– Ты-то сама веришь, что кто-то сможет ответить на твои вопросы? – хмыкнула Мэри.
– Я хотела спросить, можем ли мы быть самими собой.
Мэри сильно потянула Эстер за волосы:
– Я сама выбираю, кем мне быть!
Эстер понимала, что отвечать не стоит. Но в то же время в ее груди зловеще шевельнулась жалость к себе. Она, конечно, и не сомневалась, что любовь существует на самом деле. Нет, это не шторм на море, от которого одни прячутся в безопасных гаванях, но большинство гибнет в открытом море. Эстер хотелось быть подобной Мэри. Мэри, которая умела мечтать. Да вообще любой женщиной, кроме себя!
А больше всего на свете ей хотелось забыть пьяный голос матери…
«В Лондоне». Константина неторопливо глотает темно-красную жидкость, и кажется, что ей больно глотать. Она откидывается на подушки, распустив свои длинные темные волосы.
«Он жил в Лондоне».
– Моя мать родилась от опрометчивой, неразумной любви, – произнесла Эстер.
Этого не следовало говорить, но было уже поздно.
Губы Мэри расплылись в неуверенной и одновременно полунасмешливой улыбке. Неужели это правда? Надо же – ляпнуть такое, о чем никто и заикнуться-то не посмел бы, даже если так и было.

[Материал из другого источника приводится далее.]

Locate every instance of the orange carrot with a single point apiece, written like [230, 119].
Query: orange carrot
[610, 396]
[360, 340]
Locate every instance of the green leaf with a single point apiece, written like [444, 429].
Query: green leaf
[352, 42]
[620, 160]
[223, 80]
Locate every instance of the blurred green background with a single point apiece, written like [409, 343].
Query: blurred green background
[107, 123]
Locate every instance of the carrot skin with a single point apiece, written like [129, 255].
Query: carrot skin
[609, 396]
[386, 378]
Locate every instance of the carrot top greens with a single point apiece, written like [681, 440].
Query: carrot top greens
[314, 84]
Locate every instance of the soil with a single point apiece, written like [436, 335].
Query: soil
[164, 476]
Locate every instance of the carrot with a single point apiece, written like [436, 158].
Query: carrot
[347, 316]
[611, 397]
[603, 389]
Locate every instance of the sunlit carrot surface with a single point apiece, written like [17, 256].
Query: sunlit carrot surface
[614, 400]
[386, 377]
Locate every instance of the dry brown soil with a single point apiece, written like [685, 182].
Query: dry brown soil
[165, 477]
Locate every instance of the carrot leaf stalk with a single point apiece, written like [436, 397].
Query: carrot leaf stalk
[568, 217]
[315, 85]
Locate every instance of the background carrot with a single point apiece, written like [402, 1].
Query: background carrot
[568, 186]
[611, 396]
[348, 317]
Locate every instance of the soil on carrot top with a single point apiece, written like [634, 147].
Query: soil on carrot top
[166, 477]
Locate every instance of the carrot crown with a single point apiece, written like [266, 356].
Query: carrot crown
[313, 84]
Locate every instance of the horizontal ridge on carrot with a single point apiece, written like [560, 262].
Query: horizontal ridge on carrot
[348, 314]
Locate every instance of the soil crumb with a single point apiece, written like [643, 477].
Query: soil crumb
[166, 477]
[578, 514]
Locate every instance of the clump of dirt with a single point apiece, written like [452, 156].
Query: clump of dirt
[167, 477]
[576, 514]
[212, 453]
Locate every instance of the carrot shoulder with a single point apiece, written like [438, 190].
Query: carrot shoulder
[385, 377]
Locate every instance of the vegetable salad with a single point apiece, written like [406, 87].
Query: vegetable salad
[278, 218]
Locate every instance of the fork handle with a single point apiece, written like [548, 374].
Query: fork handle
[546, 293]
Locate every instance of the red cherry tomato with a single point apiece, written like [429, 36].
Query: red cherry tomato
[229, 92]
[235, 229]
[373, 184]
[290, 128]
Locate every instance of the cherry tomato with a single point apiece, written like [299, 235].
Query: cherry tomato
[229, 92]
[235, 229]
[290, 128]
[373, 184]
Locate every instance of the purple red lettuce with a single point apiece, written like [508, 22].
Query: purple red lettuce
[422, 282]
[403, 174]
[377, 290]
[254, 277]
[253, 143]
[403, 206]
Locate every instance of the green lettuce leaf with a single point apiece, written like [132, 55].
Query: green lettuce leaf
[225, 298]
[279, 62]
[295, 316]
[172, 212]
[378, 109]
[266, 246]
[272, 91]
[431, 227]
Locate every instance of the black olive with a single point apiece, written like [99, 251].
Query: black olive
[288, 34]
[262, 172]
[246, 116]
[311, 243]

– Она сама рассказала мне об этом, – продолжала Эстер серьезным тоном. – Хотя из-за вина едва могла говорить.
Услышав о подобном сраме, Мэри сдавленно рассмеялась, но тут же умолкла. На ее лице промелькнуло что-то важное, даже торжественное. Благодарность. Мэри осторожно провела руками по волосам Эстер, словно боясь разогнать ореол такого поразительного откровения.
А Эстер смотрела в зеркало, наблюдая за работой Мэри. Да, она сказала чистую правду. По крайней мере, то, о чем она уверенно помнила. Голос Константины в пустом доме. Самуил и Исаак ушли, прислуга отпущена. Константина неверным движением откупоривает бутылку. Длинные тонкие пальцы матери на богато украшенных кубках – один для нее, другой для Эстер. Несколько согревающих глотков, серебристый, плутовской смех. «А знаешь ли, Эстер, что у меня есть книга английских стихов? Но больше я ее не читаю… Эта книга принадлежала моей матери. Подарок от любимого человека. Но она уже была не в силах даже открыть ее, и я выпросила книгу. Зачем? Потому что я была уверена в том, что Англия рано или поздно станет моим домом. Когда он позовет меня – мой настоящий отец…»
– Моя бабка, – сказала Эстер, глядя на Мэри в зеркало, – была родом из Лиссабона. Однако ее муж, тамошний купец, вдвое старше нее, вел дела в Англии, и ей пришлось сопровождать его в Лондон. И здесь ей встретился некий англичанин, которого она полюбила.
Мэри, не издав ни звука, провела гребнем по волосам Эстер.
– И от их любви родилась моя мать. Она выросла в Лиссабоне и называла отцом другого человека. Однако бабка рассказала ей всю правду.
Эстер нашла в зеркале взгляд Мэри.
– Мать родилась от большой любви, Мэри, но эта любовь не смогла бы их прокормить.
Константина… Миндальный разрез глаз, целый потоп льющихся на плечи волос. Вот она пьяным движением дергает за веревку, чтобы опустить балдахин. Велит Эстер расшнуровать ей платье, что та и делает, боясь прикоснуться к оливковой коже матери, чтобы не разрушить их доверительную близость.
«Я видела своего настоящего отца один раз. Один только раз!»
Рассказ ее матери о совершившейся измене раскачивался в памяти Эстер, словно корабль на морских волнах.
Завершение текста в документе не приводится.